Con ese propósito, la Facultad del Partido Comunista de Cuba “Israel Reyes Zayas” acogió el simposio Raíz Martiana de la Cubanía, con el auspicio y la participación de la Sociedad Cultural José Martí (SCJM), profesores, trabajadores, miembros de su junta directiva, integrantes del Movimiento Juvenil Martiano, cuadros y reservas de diferentes organizaciones políticas y de masas, además de invitados de la filial provincial de la Unión de Historiadores de Cuba (UNHIC).

En ese contexto se desarrolló la conferencia Reflexiones sobre las previsiones martianas. La unidad ante el gobierno de los Estados Unidos, impartida por el investigador Rogelio Guzmán Robén, quien destacó que esta tierra entre ríos no solo acogió físicamente al Delegado del Partido Revolucionario Cubano, sino que también, años antes, en 1889, fue el puerto estratégico por donde ingresó a la Isla la revista La Edad de Oro, destinada a sembrar desde la infancia la semilla de una nación libre y culta.

Según el también vicepresidente de la SCJM, las enseñanzas del Maestro fueron analizadas a través del estudio de documentos, cartas y frases en las que Martí hizo referencia a la Guerra de los Diez Años y a los preparativos de la lucha independentista de 1895 durante la Tregua Fecunda, subrayando la unidad como factor decisivo para lograr la soberanía nacional.

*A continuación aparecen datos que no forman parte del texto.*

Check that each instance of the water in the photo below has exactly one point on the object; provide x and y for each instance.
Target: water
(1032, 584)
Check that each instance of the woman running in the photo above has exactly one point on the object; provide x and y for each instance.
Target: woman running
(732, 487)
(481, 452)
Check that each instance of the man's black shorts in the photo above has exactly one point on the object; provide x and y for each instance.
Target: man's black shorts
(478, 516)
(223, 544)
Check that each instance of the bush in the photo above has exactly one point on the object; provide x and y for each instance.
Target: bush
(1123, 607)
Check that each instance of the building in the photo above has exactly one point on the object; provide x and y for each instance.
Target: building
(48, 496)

En el simposio quedó claro que los textos del Apóstol de la independencia de Cuba constituyen un compromiso ético indisoluble, destinado a transformar la realidad y despertar conciencias.

Asimismo, se reafirmó que la unidad debe ser un bastión inquebrantable del pueblo cubano frente a las agresiones externas y al bloqueo impuesto por el gobierno de los Estados Unidos contra la Mayor de las Antillas, principio defendido también desde el pensamiento y la acción del líder histórico de la Revolución Cubana, Fidel Castro, y del intelectual Armando Hart Dávalos.

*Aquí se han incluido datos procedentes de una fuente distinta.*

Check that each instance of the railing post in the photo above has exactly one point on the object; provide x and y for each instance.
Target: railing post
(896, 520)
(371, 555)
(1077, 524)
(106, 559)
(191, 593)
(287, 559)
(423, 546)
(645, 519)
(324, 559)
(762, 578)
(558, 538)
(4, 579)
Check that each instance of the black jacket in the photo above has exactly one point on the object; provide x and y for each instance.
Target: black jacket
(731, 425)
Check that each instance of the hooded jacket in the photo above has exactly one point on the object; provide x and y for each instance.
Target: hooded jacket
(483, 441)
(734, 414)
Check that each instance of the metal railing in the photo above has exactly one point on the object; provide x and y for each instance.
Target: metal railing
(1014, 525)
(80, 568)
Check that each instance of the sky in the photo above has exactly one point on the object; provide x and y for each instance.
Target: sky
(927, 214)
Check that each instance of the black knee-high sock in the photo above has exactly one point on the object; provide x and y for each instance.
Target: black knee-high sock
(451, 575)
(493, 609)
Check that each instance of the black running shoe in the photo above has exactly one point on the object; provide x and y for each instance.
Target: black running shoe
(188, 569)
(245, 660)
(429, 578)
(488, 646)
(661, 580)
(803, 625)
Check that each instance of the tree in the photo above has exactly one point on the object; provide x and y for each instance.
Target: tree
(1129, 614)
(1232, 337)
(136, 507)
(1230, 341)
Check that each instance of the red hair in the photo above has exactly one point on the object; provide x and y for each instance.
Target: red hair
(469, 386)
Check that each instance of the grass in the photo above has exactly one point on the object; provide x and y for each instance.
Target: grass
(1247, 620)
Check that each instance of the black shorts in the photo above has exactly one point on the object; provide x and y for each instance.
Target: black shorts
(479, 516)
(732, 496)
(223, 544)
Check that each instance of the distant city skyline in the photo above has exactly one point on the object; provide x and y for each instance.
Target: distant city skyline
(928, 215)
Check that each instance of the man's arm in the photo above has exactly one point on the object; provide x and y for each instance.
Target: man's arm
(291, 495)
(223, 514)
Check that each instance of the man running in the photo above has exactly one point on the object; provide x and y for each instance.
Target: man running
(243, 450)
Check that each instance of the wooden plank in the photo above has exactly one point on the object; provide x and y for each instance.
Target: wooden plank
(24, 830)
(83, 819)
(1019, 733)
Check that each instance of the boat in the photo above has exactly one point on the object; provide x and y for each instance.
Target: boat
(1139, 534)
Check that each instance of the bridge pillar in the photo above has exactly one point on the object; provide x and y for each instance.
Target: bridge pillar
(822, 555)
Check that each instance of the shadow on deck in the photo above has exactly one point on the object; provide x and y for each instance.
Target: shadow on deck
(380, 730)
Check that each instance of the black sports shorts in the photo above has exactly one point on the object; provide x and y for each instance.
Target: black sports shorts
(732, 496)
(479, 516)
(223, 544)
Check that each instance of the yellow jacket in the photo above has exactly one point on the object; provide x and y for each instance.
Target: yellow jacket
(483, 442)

Como colofón del encuentro académico, los pequeños del proyecto Artesaneando con Yeni ofrecieron interpretaciones de obras conmemorativas dedicadas a José Martí.

Aunque el 19 de mayo de 1895 el sol de Dos Ríos, en la actual provincia de Granma, vio partir al hombre y al pensador que conjugó amor, justicia y verdad, su legado quedó sembrado para siempre en esta tierra guantanamera, de geografía de confluencias y fervor patriótico.

Hoy, más que nunca, se reafirma que el pensamiento martiano no es un documento del pasado, sino una bitácora ética que guía la palabra y la acción de cada cubano.